Total RNA was isolated from 1 g of frozen tissue using Magna Pure Compact RNA Isolation Kit Cat. No 04 802 993 001 (Roche Molecular Biochemicals) from nine patients. Total RNA was DNase treated using DNase I (RNase free) reagent (Ambion Cat. no AM2222). First-strand cDNAs were synthesized from equal amounts of total RNA (0,5 μg/reaction) using oligo(dT) and iScript cDNA Synthesis Kit (Bio-Rad1Cat. No70-8890) according to the manufacturer's instruction. All primers were purchased in Oligo PAN Warszawa (Table 3) [19, 20]. RT-PCR was performed using pairs of primers in reaction amplifying across a gradient of annealing temperatures to identify optimal reaction conditions for Real-Time PCR. Real – Time PCR was performed using an iCycler iQ System (Bio-Rad Cat No 170-8701, 170-9750). The rate of accumulation of amplified DNA was measured by continuous monitoring of SYBR Green I fluorescence. Melt Curve of the reaction products were in each experiment generated.

Specifically, quantitative real-time PCR on the iCycler iQ was performed in triplicate on 1 μl of template cDNA per 25 μl reaction. iQ supermix reactions consisted of iQ SYBR Green Supermix (Bio-Rad1Cat. No70-8882) at a final concentration 1×, 10 nM fluorescein calibration dye, SYBR Green I, 500 nM of each primer. Reactions were amplified in a 96-well thin-wall PCR plate (Bio-Rad Cat. No 223-9441) using the following PCR parameters: 95°C for 3 min followed by 50 cycles of 95°C for 10 sec, 60°C for 30 sec, and 72°C for 30 sec. Melt-curve analysis was performed immediately following amplification by increasing the temperature in 0,4°C increments starting at 60°C for 85 cycles of 10 sec each. The presence of a single PCR product was verified by the presence of a single melting temperature peak.

Real-time RT-PCR reactions for detection of the endogenous control gene (HPRT) were always run in parallel in each experimental run as a reference for accuracy of sample dilution.

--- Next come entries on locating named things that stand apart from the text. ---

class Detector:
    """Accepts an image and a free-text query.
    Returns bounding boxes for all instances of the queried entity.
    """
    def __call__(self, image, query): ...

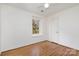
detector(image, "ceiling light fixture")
[44,3,49,8]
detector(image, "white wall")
[49,6,79,49]
[1,5,46,51]
[0,6,1,51]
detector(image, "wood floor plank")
[1,41,79,56]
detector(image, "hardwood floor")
[1,41,79,56]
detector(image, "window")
[32,16,40,34]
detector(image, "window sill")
[32,34,43,37]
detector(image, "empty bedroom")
[0,3,79,56]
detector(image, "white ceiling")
[4,3,79,16]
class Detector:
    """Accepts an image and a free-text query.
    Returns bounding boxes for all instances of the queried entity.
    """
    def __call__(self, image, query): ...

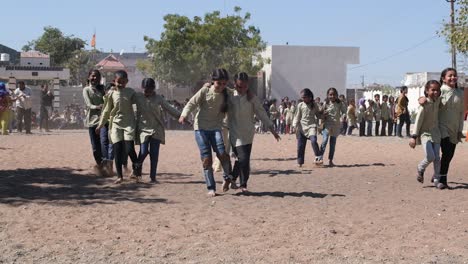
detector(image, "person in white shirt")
[13,81,32,134]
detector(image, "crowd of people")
[0,68,464,196]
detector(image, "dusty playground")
[0,130,468,263]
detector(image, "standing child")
[179,69,231,196]
[388,96,396,136]
[346,99,357,135]
[380,95,390,136]
[338,94,348,136]
[293,88,321,167]
[372,94,382,137]
[358,98,367,137]
[96,70,140,183]
[364,99,374,137]
[318,87,346,167]
[228,72,280,192]
[437,68,464,189]
[0,82,11,135]
[137,78,180,183]
[83,70,107,174]
[409,80,440,187]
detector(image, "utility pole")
[445,0,457,69]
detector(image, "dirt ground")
[0,130,468,263]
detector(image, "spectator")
[13,81,32,134]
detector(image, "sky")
[0,0,460,87]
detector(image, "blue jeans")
[296,132,320,165]
[88,126,102,165]
[99,125,114,160]
[319,128,336,160]
[195,129,231,191]
[138,138,161,180]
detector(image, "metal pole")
[445,0,457,69]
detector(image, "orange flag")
[91,34,96,48]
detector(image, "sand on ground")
[0,130,468,263]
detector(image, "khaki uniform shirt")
[99,87,137,143]
[439,84,464,144]
[228,91,273,147]
[323,102,346,137]
[83,85,104,127]
[380,103,390,120]
[412,98,441,144]
[346,105,356,126]
[181,84,226,130]
[293,102,321,138]
[137,93,180,144]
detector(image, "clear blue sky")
[0,0,450,86]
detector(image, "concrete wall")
[263,45,359,99]
[20,57,50,67]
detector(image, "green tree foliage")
[439,0,468,55]
[23,26,86,66]
[139,7,266,85]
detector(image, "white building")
[20,51,50,67]
[258,45,359,99]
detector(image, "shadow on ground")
[330,163,395,168]
[235,192,346,198]
[0,168,167,205]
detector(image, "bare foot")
[114,177,123,184]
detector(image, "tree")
[139,7,266,85]
[23,26,86,66]
[439,0,468,55]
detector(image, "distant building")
[257,45,359,99]
[20,51,50,67]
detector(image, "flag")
[91,33,96,48]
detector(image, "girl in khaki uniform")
[137,78,180,183]
[179,69,231,196]
[438,68,464,189]
[96,70,140,183]
[409,80,440,187]
[293,88,321,167]
[228,72,281,192]
[318,87,346,167]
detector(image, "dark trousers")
[440,137,457,184]
[340,121,348,136]
[138,138,161,180]
[296,132,320,164]
[113,140,138,178]
[99,125,114,160]
[359,120,366,137]
[375,121,380,137]
[88,126,102,165]
[380,119,388,136]
[16,107,31,133]
[387,118,394,136]
[232,144,252,188]
[366,121,372,137]
[397,114,411,137]
[39,105,52,130]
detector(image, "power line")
[349,36,437,70]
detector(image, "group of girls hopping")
[83,69,280,196]
[409,68,464,189]
[292,87,347,167]
[83,70,180,183]
[179,69,280,196]
[293,68,464,189]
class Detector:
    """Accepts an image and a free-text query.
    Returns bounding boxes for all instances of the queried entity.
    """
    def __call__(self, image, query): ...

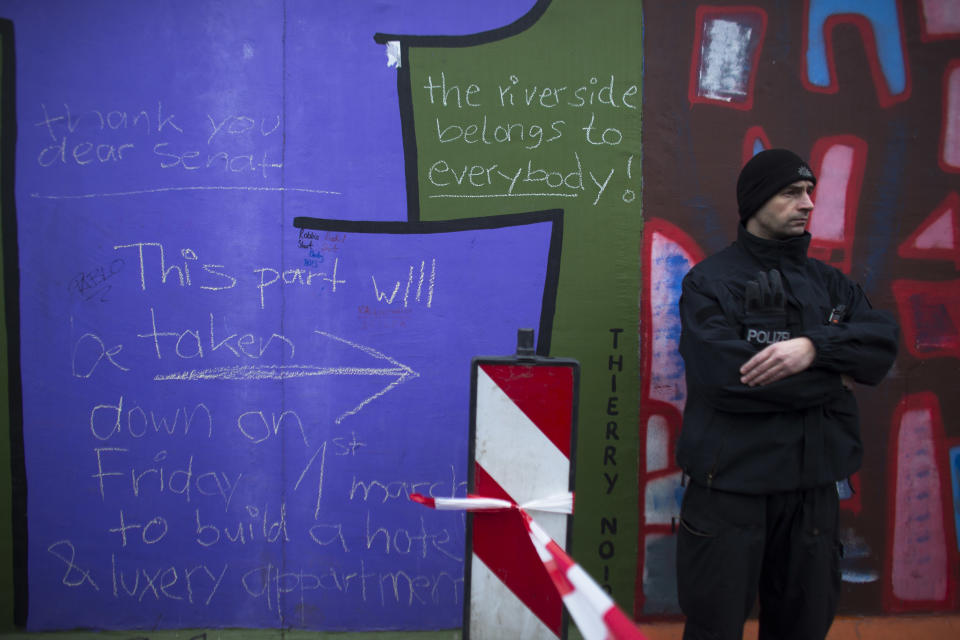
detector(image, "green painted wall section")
[404,0,643,611]
[0,0,643,640]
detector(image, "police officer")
[677,149,898,640]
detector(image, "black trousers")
[677,482,841,640]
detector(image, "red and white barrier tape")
[410,493,645,640]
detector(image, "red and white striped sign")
[410,493,646,640]
[465,360,576,640]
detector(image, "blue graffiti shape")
[806,0,907,96]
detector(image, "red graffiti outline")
[897,191,960,270]
[917,0,960,42]
[890,279,960,360]
[687,5,767,111]
[800,0,913,109]
[633,218,705,618]
[807,135,868,274]
[883,391,960,613]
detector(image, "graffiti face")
[747,180,813,240]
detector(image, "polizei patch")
[747,329,791,344]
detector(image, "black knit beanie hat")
[737,149,817,222]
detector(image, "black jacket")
[677,225,899,494]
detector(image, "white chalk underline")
[427,193,580,198]
[30,186,342,200]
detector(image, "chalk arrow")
[153,331,420,424]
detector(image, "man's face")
[747,180,813,240]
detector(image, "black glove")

For each experiment the 3-point standard curve was performed with commercial control RNA [Apllied Biosystems Control Total RNA Human 4307281 (100 μl conc. 50 ng/μl) – dilution 1×, 10× and 100×)].

Immunohistochemistry

Immunoreactivity of investigated thyroid tissues was estimate in pathologically altered cells of thyroid cancers and benign lesions of the thyroid gland. The area of normal surrounding tissue was immunonegative in all investigated cases. Multiple SSTR subtypes were found to coexist in each case of investigated tissue (Table 2). Most of the specimens showed mixed distribution pattern of the receptors – cytoplasmic and membranous. Strong and moderate staining of SSTR 1 which was distributed both in the cytoplasm and the membranes or only in the cytoplasm was shown in 8 (88,8%) specimens (Fig. 1),(Fig. 2). SSTR 2A was also characterized by mixed distribution – cytoplasmic and membranous. Strong and moderate staining was demonstrated in 4 cases (44,4%) and in the remaining 4 cases (44,4%) distribution of this SSTR subtype was fluctuated from weak to pale. In 4 specimens (44,4%) strong to moderate staining of SSTR 2B was observed with both membranous distribution and in the area of the cell cytoplasm. In the other 4 cases the staining intensity was weak or pale. Staining for SSTR 3 was characterized by cytoplasmic distribution with various intensity. In 5 (55,5%) out of 9 examined specimens SSTR 3 was found with strong or moderate intensity in the cell cytoplasm and the remaining 3 cases (33,3%) showed weak to pale intensity of staining (Fig. 3). There was no immunostaining of the SSTR 1–3 subtypes in patient nr 6 with lymphatic goiter. In this case the immunoreactivity of SSTR 1, 2A, 2B and 3 was negative in the thyroid follicular epithelium but pale to strong staining was observed in the lymphatic follicles. No presence of SSTR 4 was found in the 8 (88,8%) of investigated cases with exception of 1 (11,2%) specimen showing cytoplasmic distribution of this receptor subtype fluctuating from pale to strong (patient nr 2) (Fig. 4). Similarly to SSTR 3, SSTR 5 was also characterized by exclusively cytoplasmic distribution with strong and moderate intensity in 3 samples (33,3%). Another 5 (55,5%) cases demonstrated pale to moderate staining. In 1 (11,2%) specimen the intensity of staining was from pale to strong (patient nr 2).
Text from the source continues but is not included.